Received 30 August 2016; Revised 9 October 2016; Accepted 20 October 2016

Academic Editor: Genglin Li

Copyright © 2016 Penghui Chen et al. This is an open access article distributed under the Creative Commons Attribution License, which permits unrestricted use, distribution, and reproduction in any medium, provided the original work is properly cited.
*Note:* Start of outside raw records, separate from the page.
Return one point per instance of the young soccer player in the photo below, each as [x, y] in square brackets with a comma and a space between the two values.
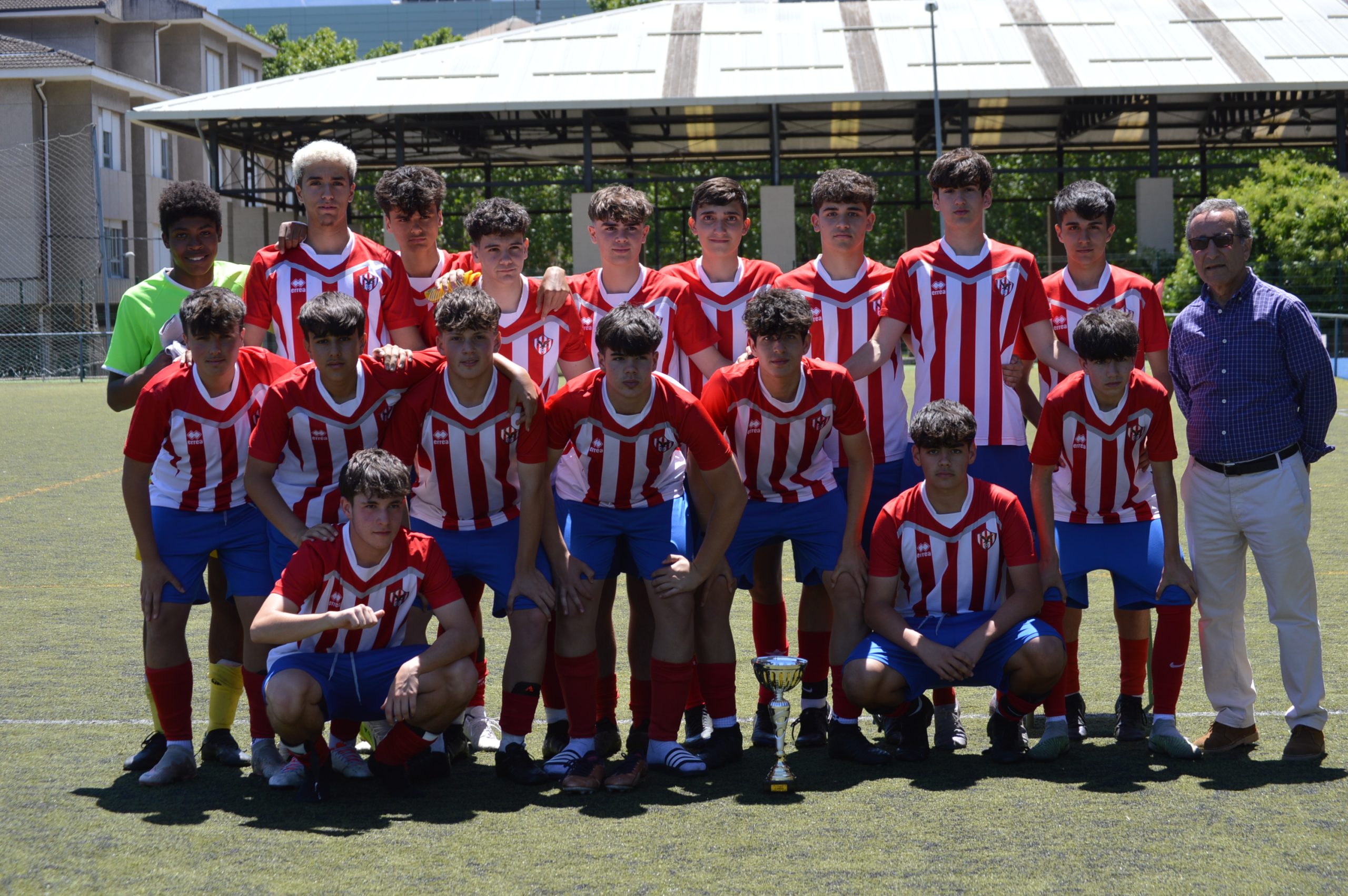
[617, 437]
[1101, 509]
[191, 432]
[339, 616]
[779, 409]
[952, 596]
[482, 494]
[966, 300]
[146, 339]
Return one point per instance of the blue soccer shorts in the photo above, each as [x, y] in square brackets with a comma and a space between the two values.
[815, 529]
[1132, 553]
[489, 555]
[355, 685]
[951, 631]
[186, 538]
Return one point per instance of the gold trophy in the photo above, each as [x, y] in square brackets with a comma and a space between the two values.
[779, 674]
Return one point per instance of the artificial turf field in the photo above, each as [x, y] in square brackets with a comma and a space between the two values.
[1106, 817]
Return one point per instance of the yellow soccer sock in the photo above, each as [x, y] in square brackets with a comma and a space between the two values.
[227, 686]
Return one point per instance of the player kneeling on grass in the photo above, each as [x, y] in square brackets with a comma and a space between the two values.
[1099, 509]
[615, 435]
[340, 613]
[941, 557]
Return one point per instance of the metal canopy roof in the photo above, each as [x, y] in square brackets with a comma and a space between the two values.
[739, 78]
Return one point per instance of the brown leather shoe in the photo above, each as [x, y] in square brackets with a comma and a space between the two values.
[1305, 743]
[1224, 738]
[587, 775]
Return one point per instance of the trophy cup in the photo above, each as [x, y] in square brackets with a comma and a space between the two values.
[779, 674]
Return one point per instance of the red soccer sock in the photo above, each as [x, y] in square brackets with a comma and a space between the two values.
[669, 692]
[718, 688]
[1133, 666]
[172, 692]
[401, 744]
[641, 702]
[1168, 656]
[259, 725]
[580, 677]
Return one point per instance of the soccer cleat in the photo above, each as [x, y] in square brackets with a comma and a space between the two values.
[516, 764]
[765, 728]
[586, 775]
[1076, 717]
[850, 744]
[726, 745]
[1130, 720]
[152, 751]
[812, 728]
[949, 728]
[177, 764]
[348, 763]
[627, 775]
[607, 740]
[266, 759]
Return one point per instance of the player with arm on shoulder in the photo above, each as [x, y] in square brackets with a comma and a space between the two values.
[617, 437]
[339, 618]
[191, 432]
[778, 410]
[952, 596]
[1099, 509]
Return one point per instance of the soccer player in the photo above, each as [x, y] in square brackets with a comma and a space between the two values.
[339, 616]
[966, 300]
[1099, 509]
[146, 339]
[482, 494]
[191, 432]
[332, 259]
[779, 409]
[617, 437]
[952, 596]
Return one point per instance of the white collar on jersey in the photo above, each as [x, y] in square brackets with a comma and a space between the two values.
[967, 261]
[366, 573]
[725, 287]
[841, 286]
[332, 261]
[948, 521]
[1087, 294]
[350, 406]
[220, 402]
[620, 298]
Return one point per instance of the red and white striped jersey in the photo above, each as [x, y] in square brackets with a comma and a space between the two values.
[309, 435]
[629, 460]
[687, 332]
[966, 318]
[199, 445]
[465, 457]
[1098, 452]
[324, 576]
[951, 564]
[779, 445]
[280, 283]
[723, 304]
[846, 313]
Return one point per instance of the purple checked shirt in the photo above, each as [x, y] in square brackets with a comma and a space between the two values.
[1251, 377]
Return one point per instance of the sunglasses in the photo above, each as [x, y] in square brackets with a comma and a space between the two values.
[1222, 240]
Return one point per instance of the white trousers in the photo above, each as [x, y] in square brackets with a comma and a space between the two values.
[1269, 514]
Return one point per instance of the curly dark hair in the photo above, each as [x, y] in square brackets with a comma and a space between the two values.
[413, 189]
[778, 313]
[188, 200]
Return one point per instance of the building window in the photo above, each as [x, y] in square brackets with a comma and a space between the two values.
[215, 71]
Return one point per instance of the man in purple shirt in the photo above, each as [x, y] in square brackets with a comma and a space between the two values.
[1255, 383]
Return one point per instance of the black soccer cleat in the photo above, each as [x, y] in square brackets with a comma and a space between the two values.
[850, 744]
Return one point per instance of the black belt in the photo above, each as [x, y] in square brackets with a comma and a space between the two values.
[1258, 465]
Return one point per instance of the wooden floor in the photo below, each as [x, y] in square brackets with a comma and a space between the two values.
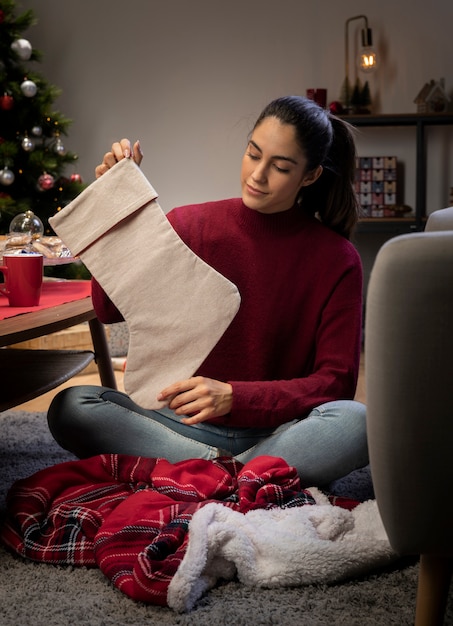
[42, 403]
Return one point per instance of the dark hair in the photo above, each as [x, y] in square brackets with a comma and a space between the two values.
[328, 141]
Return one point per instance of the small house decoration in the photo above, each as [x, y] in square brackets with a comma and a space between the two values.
[432, 98]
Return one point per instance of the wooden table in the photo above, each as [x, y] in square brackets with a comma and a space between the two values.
[26, 374]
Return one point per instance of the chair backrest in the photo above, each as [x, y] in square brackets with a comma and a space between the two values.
[440, 220]
[409, 382]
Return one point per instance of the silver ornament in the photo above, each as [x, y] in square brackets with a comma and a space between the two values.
[23, 49]
[29, 88]
[6, 177]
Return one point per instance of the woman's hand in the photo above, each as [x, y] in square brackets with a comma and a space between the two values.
[120, 150]
[199, 397]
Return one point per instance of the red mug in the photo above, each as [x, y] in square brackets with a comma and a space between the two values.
[23, 278]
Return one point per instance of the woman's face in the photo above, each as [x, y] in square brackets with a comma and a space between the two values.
[273, 168]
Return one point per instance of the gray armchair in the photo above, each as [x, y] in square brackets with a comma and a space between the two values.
[409, 385]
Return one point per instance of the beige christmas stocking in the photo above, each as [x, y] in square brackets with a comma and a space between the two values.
[176, 306]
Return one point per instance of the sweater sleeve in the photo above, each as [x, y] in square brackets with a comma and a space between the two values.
[332, 376]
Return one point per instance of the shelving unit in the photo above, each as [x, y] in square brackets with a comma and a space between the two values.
[419, 122]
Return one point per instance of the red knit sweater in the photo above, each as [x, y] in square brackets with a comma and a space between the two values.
[295, 342]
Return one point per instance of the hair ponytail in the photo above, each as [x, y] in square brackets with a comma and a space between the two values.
[325, 140]
[333, 195]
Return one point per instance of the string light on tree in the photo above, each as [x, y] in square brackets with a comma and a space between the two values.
[29, 88]
[27, 144]
[6, 177]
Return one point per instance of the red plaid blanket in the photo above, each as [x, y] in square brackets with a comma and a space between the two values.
[130, 515]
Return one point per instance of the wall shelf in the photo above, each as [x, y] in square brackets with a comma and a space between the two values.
[419, 122]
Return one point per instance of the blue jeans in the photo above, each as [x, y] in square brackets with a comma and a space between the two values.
[325, 445]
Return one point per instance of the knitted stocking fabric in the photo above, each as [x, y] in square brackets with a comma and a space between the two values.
[176, 306]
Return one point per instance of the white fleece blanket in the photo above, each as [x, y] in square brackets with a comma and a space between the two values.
[278, 547]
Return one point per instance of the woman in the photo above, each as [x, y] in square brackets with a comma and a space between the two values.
[282, 378]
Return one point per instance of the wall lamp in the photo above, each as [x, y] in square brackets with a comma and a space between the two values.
[367, 59]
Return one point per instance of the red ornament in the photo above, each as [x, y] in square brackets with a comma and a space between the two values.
[46, 182]
[336, 107]
[6, 102]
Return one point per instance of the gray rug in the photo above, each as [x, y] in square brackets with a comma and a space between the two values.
[47, 595]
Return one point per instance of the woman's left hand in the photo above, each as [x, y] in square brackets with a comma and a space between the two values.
[198, 397]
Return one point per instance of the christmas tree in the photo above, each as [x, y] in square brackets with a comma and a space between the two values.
[33, 156]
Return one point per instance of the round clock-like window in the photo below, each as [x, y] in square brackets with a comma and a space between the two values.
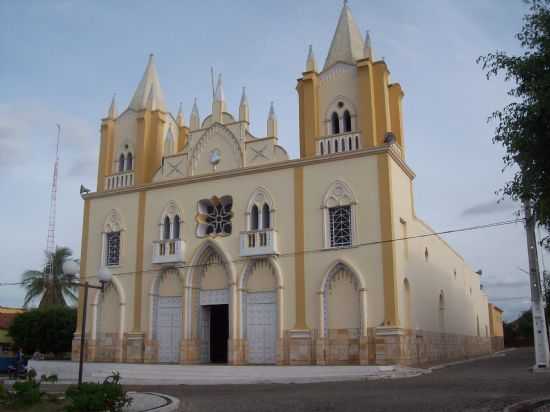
[215, 157]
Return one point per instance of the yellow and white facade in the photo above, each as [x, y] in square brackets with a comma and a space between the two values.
[225, 250]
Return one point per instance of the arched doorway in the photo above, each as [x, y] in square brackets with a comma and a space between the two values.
[343, 320]
[166, 316]
[108, 319]
[210, 304]
[261, 303]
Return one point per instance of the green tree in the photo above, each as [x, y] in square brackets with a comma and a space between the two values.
[50, 283]
[523, 126]
[46, 330]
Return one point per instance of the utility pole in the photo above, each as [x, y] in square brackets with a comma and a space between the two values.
[542, 354]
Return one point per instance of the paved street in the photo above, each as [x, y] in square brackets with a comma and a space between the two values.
[485, 385]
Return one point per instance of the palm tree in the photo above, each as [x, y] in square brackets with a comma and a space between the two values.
[50, 283]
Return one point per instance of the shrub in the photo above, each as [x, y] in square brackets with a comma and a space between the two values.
[27, 392]
[44, 330]
[91, 397]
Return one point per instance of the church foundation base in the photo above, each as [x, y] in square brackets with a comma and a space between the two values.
[134, 347]
[190, 352]
[409, 347]
[236, 351]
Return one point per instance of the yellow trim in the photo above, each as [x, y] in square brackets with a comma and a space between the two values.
[381, 100]
[83, 258]
[105, 153]
[299, 264]
[183, 136]
[287, 164]
[388, 252]
[138, 279]
[141, 147]
[366, 112]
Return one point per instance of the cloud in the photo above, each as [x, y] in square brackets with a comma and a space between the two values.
[28, 131]
[490, 207]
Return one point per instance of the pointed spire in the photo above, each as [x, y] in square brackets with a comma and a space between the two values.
[347, 43]
[272, 122]
[194, 120]
[367, 50]
[179, 118]
[311, 65]
[243, 107]
[148, 94]
[169, 142]
[218, 105]
[111, 114]
[218, 95]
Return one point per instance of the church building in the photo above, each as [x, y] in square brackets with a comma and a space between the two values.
[225, 250]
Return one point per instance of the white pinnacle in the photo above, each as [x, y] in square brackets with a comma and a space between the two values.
[311, 64]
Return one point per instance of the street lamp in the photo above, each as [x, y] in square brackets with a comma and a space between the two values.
[70, 267]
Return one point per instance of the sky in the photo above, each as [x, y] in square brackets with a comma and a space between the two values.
[62, 61]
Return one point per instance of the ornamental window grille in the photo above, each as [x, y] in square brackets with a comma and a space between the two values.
[214, 216]
[112, 257]
[177, 225]
[340, 226]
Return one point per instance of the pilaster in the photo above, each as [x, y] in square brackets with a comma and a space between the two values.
[308, 95]
[381, 100]
[366, 112]
[396, 114]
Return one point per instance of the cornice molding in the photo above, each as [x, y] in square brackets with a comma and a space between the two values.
[287, 164]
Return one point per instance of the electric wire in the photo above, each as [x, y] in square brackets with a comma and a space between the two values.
[320, 250]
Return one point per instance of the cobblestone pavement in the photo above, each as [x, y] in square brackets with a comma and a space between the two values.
[483, 385]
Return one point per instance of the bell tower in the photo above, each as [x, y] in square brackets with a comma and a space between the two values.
[350, 104]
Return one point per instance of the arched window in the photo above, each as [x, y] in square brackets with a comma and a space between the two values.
[254, 218]
[166, 228]
[347, 122]
[441, 312]
[129, 162]
[266, 218]
[121, 162]
[339, 216]
[335, 123]
[176, 227]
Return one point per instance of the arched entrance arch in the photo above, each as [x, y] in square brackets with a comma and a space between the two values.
[108, 322]
[343, 315]
[260, 296]
[210, 302]
[165, 316]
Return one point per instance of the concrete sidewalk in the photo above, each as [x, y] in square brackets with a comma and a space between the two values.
[141, 374]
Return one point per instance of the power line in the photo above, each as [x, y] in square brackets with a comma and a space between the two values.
[288, 254]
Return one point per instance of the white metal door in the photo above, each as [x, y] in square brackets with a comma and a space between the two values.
[204, 330]
[261, 327]
[169, 328]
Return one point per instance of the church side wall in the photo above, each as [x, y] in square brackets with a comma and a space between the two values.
[441, 310]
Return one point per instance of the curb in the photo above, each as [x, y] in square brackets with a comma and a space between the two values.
[527, 406]
[498, 354]
[171, 404]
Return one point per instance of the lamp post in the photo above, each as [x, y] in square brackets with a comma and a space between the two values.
[104, 276]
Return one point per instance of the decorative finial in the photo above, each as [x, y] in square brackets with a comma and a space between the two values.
[112, 109]
[311, 65]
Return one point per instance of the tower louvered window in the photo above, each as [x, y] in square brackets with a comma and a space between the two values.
[340, 226]
[113, 249]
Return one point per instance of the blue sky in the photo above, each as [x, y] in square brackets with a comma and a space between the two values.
[61, 62]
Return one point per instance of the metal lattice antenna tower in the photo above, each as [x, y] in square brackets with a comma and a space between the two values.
[50, 243]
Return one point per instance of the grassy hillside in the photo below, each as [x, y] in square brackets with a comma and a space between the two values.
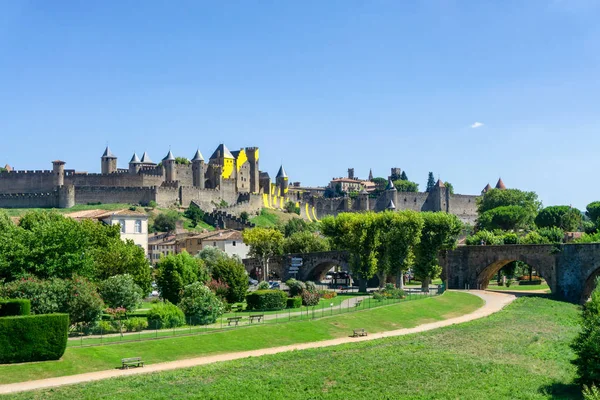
[402, 315]
[521, 352]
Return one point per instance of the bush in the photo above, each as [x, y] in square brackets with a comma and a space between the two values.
[264, 285]
[327, 294]
[13, 307]
[200, 305]
[266, 300]
[33, 337]
[135, 324]
[296, 287]
[104, 327]
[587, 344]
[121, 291]
[294, 302]
[233, 273]
[310, 299]
[165, 315]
Nonsyndromic deafness is genetically heterogeneous but phenotypically similar among many cases. Though a variety of targeted next-generation sequencing (NGS) panels has been recently developed to facilitate genetic screening of nonsyndromic deafness, some syndromic deafness genes outside the panels may lead to clinical phenotypes similar to nonsyndromic deafness. In this study, we performed comprehensive genetic screening in a dominant family in which the proband was initially diagnosed with nonsyndromic deafness. No pathogenic mutation was identified by targeted NGS in 72 nonsyndromic and another 72 syndromic deafness genes. Whole exome sequencing, however, identified a p.E313K mutation in NLRP3, a gene reported to cause syndromic deafness Muckle-Wells Syndrome (MWS) but not included in any targeted NGS panels for deafness in previous reports. Follow-up clinical evaluation revealed only minor inflammatory symptoms in addition to deafness in six of the nine affected members, while the rest, three affected members, including the proband had no obvious MWS-related inflammatory symptoms. Immunostaining of the mouse cochlea showed a strong expression of NLRP3 in the spiral ganglion neurons. Our results suggested that NLRP3 may have specific function in the spiral ganglion neurons and can be associated with both syndromic and nonsyndromic sensorineural deafness.